Ron Schock
In 1966–67, Schock became a full-timer with the Boston Bruins following several years of trying to catch on with the club, but there were changes in the works that made his move to St. Louis a little less painful.
“I wasn’t disappointed because Boston made a big trade with Chicago and got Esposito and Stanfield, so the writing was on the wall.”
Schock missed the early part of the season with a charley horse and even spent some time in the minors with Kansas City. Back with the team for good after just 10 minor league games, he offered some thoughts on the coaching changes the Blues experienced in their first year.
“They had a two-coach system at the start and it didn’t work out too well. When Scotty took over, he brought in a lot of players from the Montreal system and that made it work. These players knew how to have fun and they knew how to win. I knew Lynn from Boston and I liked him an awful lot, but I don’t think he was as good a coach as Scotty was, but he was much better in management.”
Among Schock’s highlights for the year were a two-goal game against Philadelphia on November 19, 1967, and a game-winner to end a losing streak 10 days later while playing Los Angeles.

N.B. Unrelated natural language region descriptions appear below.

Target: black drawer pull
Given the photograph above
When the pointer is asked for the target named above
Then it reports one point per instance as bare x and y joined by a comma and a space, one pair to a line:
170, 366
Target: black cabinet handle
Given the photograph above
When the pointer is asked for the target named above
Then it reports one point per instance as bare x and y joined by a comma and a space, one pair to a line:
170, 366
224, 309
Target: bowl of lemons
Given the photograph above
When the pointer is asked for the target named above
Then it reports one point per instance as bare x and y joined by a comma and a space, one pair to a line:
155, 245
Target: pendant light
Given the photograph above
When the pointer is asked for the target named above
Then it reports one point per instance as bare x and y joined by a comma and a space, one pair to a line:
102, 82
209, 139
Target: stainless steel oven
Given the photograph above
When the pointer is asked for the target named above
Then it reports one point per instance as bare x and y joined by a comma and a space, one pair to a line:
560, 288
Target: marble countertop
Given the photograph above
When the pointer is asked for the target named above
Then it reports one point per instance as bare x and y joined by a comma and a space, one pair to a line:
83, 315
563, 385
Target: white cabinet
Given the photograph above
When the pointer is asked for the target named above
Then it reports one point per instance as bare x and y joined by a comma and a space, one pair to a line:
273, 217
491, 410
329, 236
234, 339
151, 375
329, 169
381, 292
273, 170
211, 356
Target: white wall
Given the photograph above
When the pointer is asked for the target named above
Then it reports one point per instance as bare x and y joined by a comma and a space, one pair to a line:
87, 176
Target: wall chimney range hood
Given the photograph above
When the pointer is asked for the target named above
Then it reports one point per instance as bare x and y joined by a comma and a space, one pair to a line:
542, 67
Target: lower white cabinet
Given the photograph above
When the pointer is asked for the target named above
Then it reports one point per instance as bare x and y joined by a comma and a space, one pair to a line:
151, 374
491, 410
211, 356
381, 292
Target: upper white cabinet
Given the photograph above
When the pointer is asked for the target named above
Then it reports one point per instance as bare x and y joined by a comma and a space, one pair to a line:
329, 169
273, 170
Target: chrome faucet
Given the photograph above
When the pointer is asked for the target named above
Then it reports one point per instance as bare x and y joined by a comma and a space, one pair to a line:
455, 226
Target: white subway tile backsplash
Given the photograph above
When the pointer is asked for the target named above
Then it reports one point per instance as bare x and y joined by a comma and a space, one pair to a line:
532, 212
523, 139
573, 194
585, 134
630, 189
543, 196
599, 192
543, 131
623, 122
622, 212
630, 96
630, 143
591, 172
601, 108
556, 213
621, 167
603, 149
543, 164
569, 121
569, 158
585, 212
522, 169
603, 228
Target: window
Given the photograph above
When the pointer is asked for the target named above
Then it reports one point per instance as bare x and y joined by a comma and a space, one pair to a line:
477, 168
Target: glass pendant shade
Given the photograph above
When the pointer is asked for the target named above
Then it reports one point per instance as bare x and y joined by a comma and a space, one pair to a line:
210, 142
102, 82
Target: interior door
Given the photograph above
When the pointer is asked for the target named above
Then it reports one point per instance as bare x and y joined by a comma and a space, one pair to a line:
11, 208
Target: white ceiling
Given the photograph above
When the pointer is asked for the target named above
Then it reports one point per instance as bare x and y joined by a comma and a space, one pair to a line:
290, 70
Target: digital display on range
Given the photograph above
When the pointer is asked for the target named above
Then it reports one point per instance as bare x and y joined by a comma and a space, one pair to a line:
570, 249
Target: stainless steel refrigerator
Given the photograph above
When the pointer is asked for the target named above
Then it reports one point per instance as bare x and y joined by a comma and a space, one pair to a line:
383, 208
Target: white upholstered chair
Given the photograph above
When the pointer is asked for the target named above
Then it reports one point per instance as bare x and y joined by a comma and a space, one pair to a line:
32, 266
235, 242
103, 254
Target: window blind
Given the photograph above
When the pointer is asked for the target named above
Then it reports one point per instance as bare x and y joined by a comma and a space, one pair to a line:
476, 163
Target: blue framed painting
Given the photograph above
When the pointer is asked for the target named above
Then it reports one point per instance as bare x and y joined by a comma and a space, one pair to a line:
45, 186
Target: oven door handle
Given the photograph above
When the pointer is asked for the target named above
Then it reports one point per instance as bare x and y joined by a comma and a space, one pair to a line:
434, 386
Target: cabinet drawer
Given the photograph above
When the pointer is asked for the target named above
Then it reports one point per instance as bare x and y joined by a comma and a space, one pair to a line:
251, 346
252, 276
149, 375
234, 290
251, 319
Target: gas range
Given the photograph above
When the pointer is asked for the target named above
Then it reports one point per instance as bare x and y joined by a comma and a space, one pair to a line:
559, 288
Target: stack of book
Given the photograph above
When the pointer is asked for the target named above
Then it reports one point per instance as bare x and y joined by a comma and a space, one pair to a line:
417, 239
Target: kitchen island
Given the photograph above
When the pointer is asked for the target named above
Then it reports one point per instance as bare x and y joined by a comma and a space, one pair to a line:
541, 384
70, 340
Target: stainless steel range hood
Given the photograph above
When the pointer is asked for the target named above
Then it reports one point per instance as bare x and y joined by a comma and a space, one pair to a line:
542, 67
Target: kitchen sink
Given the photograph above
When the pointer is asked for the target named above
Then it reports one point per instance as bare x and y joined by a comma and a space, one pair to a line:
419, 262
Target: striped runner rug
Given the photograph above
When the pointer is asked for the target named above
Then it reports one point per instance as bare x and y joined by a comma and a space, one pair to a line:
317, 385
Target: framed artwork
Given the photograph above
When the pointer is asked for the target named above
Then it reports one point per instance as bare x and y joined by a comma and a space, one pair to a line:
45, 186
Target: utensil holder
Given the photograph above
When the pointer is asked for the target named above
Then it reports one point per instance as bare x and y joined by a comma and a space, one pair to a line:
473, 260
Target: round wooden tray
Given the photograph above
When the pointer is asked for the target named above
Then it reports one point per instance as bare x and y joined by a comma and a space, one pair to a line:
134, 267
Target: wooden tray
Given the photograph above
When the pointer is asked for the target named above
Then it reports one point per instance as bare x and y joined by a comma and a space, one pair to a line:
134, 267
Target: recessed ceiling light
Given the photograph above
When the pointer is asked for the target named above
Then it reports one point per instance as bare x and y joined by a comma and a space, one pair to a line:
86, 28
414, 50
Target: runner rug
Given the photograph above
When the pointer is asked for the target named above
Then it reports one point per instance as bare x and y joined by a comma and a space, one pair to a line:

Once the playoffs were in full swing, he scored a very memorable goal to seal a double-overtime victory in Game 7 of the second-round series with Minnesota.
“We got into the playoffs in the last game of the season and dug ourselves out of a hole. Scotty had a way of putting the right player out at the right time.”
That goal sent the Blues to the Stanley Cup Final for the first time. Schock reflected on the experience.
“It was amazing to get out there and you’re playing against a team who had been there for most of the past 20 years. You were in awe. I was very happy to be there.”
Noel Picard
Picard was part of Montreal’s farm system in the mid-1960s, but he saw some action with the Canadiens during the 1964–65 season and was a part of the Stanley Cup–winning team that year. Sent back to the minors, he split the 1966–67 campaign between the WHL’s Seattle Totems and the Providence Reds of the AHL before St. Louis acquired him through the expansion draft.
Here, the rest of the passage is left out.